Students helping other students learn has been proven to boost academic achievement and social skills in students with and without disabilities. A new book by Vanderbilt University researchers, Peer Support Strategies for Improving All Students’ Social Lives and Learning, based on over 20 years of research in the field, offers teachers practical guidelines for implementing these peer support strategies in the classroom.
“We have found that the best programs emphasize similarities, not differences, between students with disabilities and those without,” Craig Kennedy, professor of special education at Vanderbilt University’s Peabody College of education and human development and a co-author of the new book, said in a news release. “For the kids with disabilities, their non-disabled peer is a role model, academically, behaviorally and socially. And for the peer helper, they learn to see these students as individuals and friends, not just as ‘that disabled kid.’”
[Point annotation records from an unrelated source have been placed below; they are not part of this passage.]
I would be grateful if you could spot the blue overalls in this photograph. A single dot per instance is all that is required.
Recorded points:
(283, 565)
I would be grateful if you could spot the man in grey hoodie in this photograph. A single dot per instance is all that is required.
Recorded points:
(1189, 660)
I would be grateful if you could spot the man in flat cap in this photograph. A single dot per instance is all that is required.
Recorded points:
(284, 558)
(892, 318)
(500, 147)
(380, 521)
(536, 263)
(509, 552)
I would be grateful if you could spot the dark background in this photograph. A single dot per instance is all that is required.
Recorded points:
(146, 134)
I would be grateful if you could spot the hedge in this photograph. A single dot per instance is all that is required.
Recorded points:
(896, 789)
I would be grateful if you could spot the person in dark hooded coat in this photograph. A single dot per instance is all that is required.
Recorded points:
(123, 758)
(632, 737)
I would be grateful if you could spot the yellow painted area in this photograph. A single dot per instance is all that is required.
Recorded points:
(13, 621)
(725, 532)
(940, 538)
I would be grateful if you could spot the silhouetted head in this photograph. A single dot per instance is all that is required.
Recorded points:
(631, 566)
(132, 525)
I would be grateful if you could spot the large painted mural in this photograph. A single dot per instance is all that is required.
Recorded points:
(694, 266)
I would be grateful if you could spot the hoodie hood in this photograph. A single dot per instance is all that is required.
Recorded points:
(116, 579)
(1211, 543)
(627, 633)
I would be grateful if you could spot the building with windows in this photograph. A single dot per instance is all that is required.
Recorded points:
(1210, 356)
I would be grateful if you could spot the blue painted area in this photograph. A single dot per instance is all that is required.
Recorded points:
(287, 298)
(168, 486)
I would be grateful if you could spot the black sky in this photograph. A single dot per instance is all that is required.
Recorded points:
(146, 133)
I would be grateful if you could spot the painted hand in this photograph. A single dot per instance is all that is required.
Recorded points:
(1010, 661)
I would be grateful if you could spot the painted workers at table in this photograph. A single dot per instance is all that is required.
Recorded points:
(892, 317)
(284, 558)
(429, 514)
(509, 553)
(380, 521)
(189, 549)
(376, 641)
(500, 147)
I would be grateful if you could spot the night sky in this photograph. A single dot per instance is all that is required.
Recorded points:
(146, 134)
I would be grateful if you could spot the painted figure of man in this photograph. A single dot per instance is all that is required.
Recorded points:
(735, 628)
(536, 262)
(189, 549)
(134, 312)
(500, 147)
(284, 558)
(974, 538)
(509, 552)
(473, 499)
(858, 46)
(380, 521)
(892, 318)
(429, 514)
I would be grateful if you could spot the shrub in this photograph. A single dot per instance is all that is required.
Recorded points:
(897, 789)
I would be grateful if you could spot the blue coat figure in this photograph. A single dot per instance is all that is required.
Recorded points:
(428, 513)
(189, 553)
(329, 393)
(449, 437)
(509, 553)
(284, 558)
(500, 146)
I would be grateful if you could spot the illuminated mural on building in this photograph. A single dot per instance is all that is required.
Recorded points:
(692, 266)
The purpose of the new book is to translate research Kennedy and his co-authors, Erik W. Carter and Lisa S. Cushing, have undertaken over the last 20 years in classrooms across the country into a step-by-step guide that teachers can use to structure and implement peer support programs.
The book provides detailed guidelines for identifying students most likely to benefit from having or being a peer support; recruiting participants; developing plans that promote access to the general curriculum for students with disabilities; aligning peer support goals and programs with state and federal standards; providing training for students, teachers and staff; extending peer support outside of the classroom to social and extracurricular events; and evaluating the effectiveness of the programs within a school.
“A research project we published in 1994 was the first to use other students, rather than a paraprofessional, to work with students with disabilities in a general education classroom,” Kennedy said. “We found that this peer support greatly facilitated the students with disabilities inclusion in the classroom. The students with disabilities met more people, made more friends and also benefited from peer instruction on classroom material.”